Pharmacologic modulation is otherwise well tolerated in children. Propranolol did not increase the incidence of sepsis (7% versus 10% in controls) or infection (21% versus 30% in controls) and attenuates hypermetabolism without raising infection rates [54]. Propranolol reduces supraphysiologic thermogenesis, cardiac work, resting energy expenditure, and lipolysis [41], and combined oxandrolone and propranolol attenuates burn-induced growth arrest in pediatric patients [39].
Special Considerations¶
Age within the pediatric range matters. Children 0 to 3.9 years maintained lean body mass and body weight during acute hospitalization, whereas children over 4 years lost both [42], a pattern that complicates the assumption that the youngest are always most fragile metabolically. Infants under one year with burns over 30% TBSA do, however, have poorer survival than older children with similar injuries [43], and the small reserves of any growing child mean that hypermetabolism, which can demand up to two and a half times normal caloric intake, easily produces negative balance without careful management [53].

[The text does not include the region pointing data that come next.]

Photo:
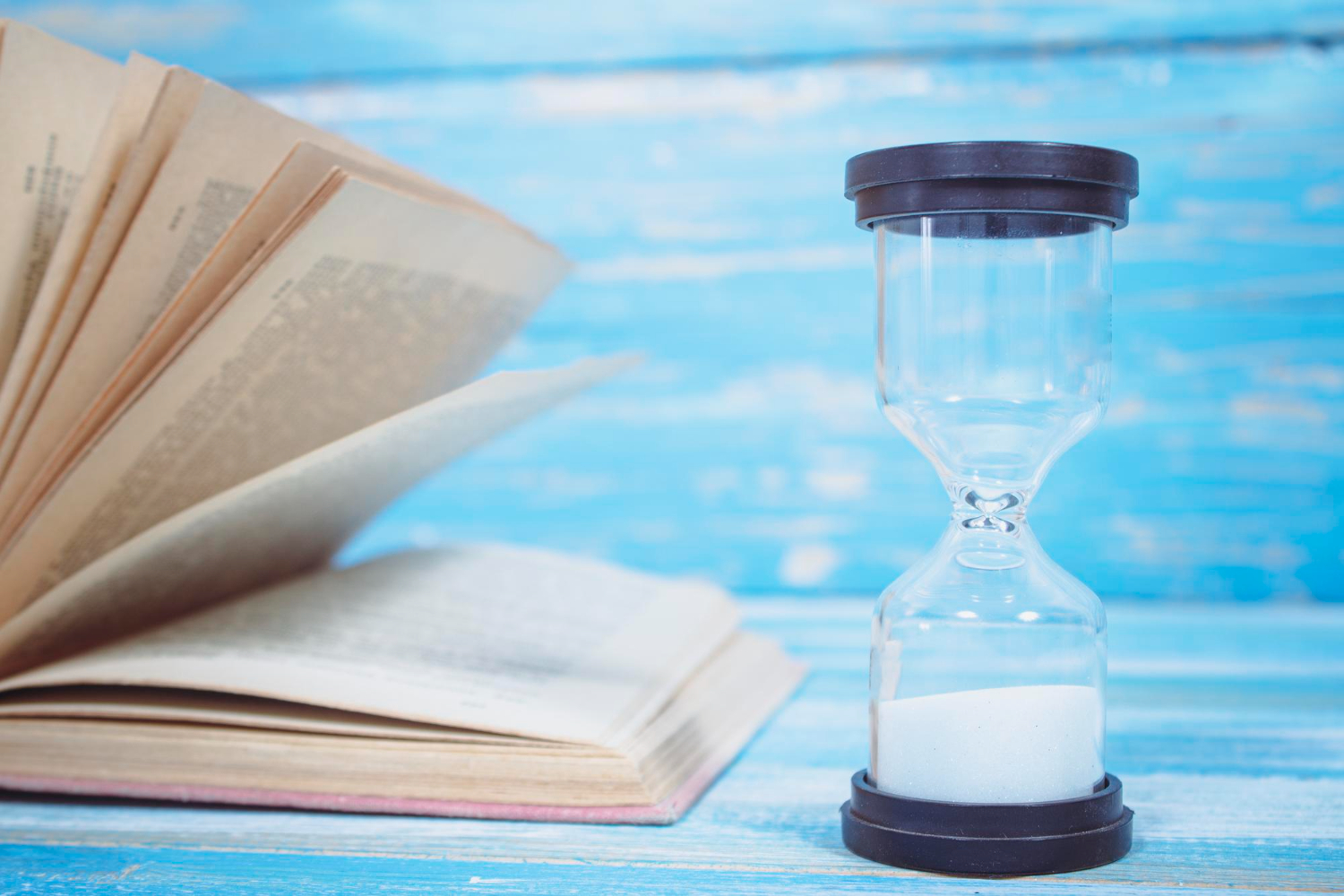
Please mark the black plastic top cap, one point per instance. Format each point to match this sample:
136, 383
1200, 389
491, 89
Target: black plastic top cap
992, 177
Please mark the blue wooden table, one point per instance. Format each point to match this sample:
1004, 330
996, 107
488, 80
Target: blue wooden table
688, 156
1226, 726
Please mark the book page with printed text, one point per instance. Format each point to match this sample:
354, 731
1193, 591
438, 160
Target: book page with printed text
374, 304
484, 637
54, 99
281, 522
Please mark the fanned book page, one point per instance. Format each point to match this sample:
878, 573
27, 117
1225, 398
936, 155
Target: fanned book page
54, 99
228, 341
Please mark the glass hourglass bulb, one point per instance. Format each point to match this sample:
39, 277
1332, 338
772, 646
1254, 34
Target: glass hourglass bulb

The persistence of the response shapes long-term care. Children suffer growth retardation after severe burns [44], and the hypermetabolic state delays anabolism and growth [15], which is the rationale for continuing anabolic and beta-blocking agents into the rehabilitation phase rather than stopping at discharge.
Controversies and Evidence Gaps¶
The mortality benefit of beta-blockade is not established. While propranolol's effect on hypermetabolism, energy expenditure, and lean mass is consistent across pediatric trials, a systematic review and meta-analysis found insufficient evidence to support or refute a beta-blocker advantage in children or adults after burns [50]. Practice reflects this uncertainty: there is wide variation in who receives propranolol, when, and at what dose, underscoring the need for consensus on duration and dosing [52].
The high-protein convention is also under challenge. Current guidelines advise high protein intake to counter catabolism, but a systematic review concluded there is only very weak evidence to justify high-protein diets after burns [51]. This sits in tension with the demonstrated protein-sparing benefit of carbohydrate-predominant feeding [20] and argues for measured rather than maximal protein delivery.
Glycemic targets remain unsettled in children specifically. Intensive glucose control may benefit burn patients, but the hypoglycemia it causes must be weighed, and the optimal target and protocol for children are not defined [49]. Finally, micronutrient supplementation, though widespread, lacks defined dosing and duration, with persistent uncertainty about benefit and side effects [48]. The throughline across these gaps is that the physiology of the pediatric hypermetabolic response is far better characterized than the comparative effectiveness of the interventions used to treat it.